- Born: 1827 near Frankfurt an der Oder, Kingdom of Prussia
- Died: August 12, 1876 (aged 48–49) Baltimore, Maryland, US
- Buried: Har Sinai Cemetery, Baltimore
- Allegiance: Kingdom of Prussia United States of America
- Branch: Prussian Army United States Army
- Rank: Oberleutnant Major (US) Brevet Colonel (US)
- Unit: 5th Maryland Infantry Regiment
- Conflicts: First Schleswig War American Civil War Battle of Antietam;
- Other work: Customs service

= Leopold Blumenberg =

Prussian military officer (1827–1876)

Leopold Blumenberg (1827–1876) was a Prussian Army officer who later served as a Union Army officer during the American Civil War.

==Biography==
Leopold Blumenberg was born in Frankfurt an der Oder, Prussia, and served in the Prussian Army during the First Schleswig War (1848–1852). He married Emilie Pauline Agnes Knorre in Berlin in 1853, where he was described as “the foreman of an umbrella factory” and “of the Jewish persuasion.” After resigning as a first lieutenant, Blumenberg immigrated to Baltimore, Maryland, in 1854. There, he became a successful manufacturer and ardent abolitionist, reportedly influenced by Rabbi David Einhorn to join the Republican Party.

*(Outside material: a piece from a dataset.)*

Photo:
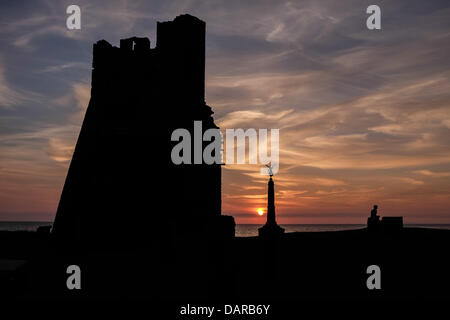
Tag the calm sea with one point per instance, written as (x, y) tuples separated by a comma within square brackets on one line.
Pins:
[(242, 230)]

After the American Civil War broke out Blumenberg joined the 5th Maryland Infantry Regiment, being commissioned as Captain of Company C on September 26, 1861. He quickly advanced to Major. He raised volunteers in Baltimore despite hostility from pro-slavery residents, requiring his house to be guarded. During the Battle of Antietam, he was shot in the thigh by a Confederate sharpshooter, leaving him with a permanent injury.

In May 1863, President Lincoln appointed Blumenberg as provost marshal for Maryland's 3rd District in Baltimore, due to his distinguished service, injury, and Republican affiliation. However, on January 17, 1865, the War Department dismissed him amid accusations of excessive enforcement of conscription laws and torture. Lincoln defended Blumenberg, requesting an inquiry and subsequently appointing him superintendent of warehouses at the Baltimore customhouse after Stanton refused to reinstate him.

President Andrew Johnson later brevetted Blumenberg to Lieutenant Colonel and Colonel for his “gallant and meritorious services” during the Civil War, including the Battle of Antietam. He was also nominated for the brevet grade of Brigadier General but, after changes in laws, the nomination was not confirmed by the Senate. Blumenberg died of Bright's disease on August 12, 1876, and was buried in Har Sinai Cemetery in Baltimore.